I'd very seriously doubt that would be a good idea for redhat, at least in
the case of security patches.  They might (though probably not) be
persuaded to tell us what changes they made at the same time they make the
errata release (which would let us just apply the same patch to our
version).  If they'd do that, and if the patches were relatively small,
(as would typically be expected for enterprise only-fix-what-is-broken
style patches) this would be a huge help to us.  But I don't think it
would be a good idea for them to delay the errata release at all, and we
wouldn't want to get "we think this will fix it, but we haven't released
yet because we are testing" because if we released that, and then they
found a problem, we'd have to do a extra errata for it.

> Another part of the override mechanism may be to run a maintainer group
> for each package, especially big, ugly packages. This may help when
> substantial work is required to sanitise a package.

Well, this might be a good idea in terms of speed, but I think in terms of 
manpower this could be prohibitive.  Plus, since we can't anticipate what 
packages will need errata, it would be hard to know how many people to 
assign to each package in order to properly distribute the workload.  This 
isn't nearly as much of a problem for the original developers (ie redhat) 
because they already have people working on updating the packages for new 
releases.  For this project, there is going to end up being times 
(hopefully!) when there isn't much to do, and then times when there is a 
huge flurry of activity (eg kernel, XFree, gnome, kde, etc update).
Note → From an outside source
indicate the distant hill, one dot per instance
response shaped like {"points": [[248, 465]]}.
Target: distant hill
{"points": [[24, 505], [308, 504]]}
> The final mechanism I can think of is to run a security group that uses
> and/or updates the existing patch to run out errata where the maintainer
> is unable to do so in a timely fashion. This approach is really only
> feasible when the errata package has not changed substantially.
> 
> I can see one gotcha with this approach. I'm assuming here that we know
> ahead of time what packages require cleaning. If a previously
> unencumbered package is released where the new release is encumbered, we
> would have a mad scramble to release an update- assuming we identified
> it! Any ideas?

I think as long as we are making a reasonable effort to clean the
packages, we'll be OK.  IANAL.  I could ask our corporate lawyer, but I 
think he probably has other things to do, and it might be frowned upon for 
me to "borrow" his time for this. :)  I believe that if we make a mistake 
we'll need to correct it within a reasonable amount of time, not kill 
ourselves trying to get a patch out in minutes.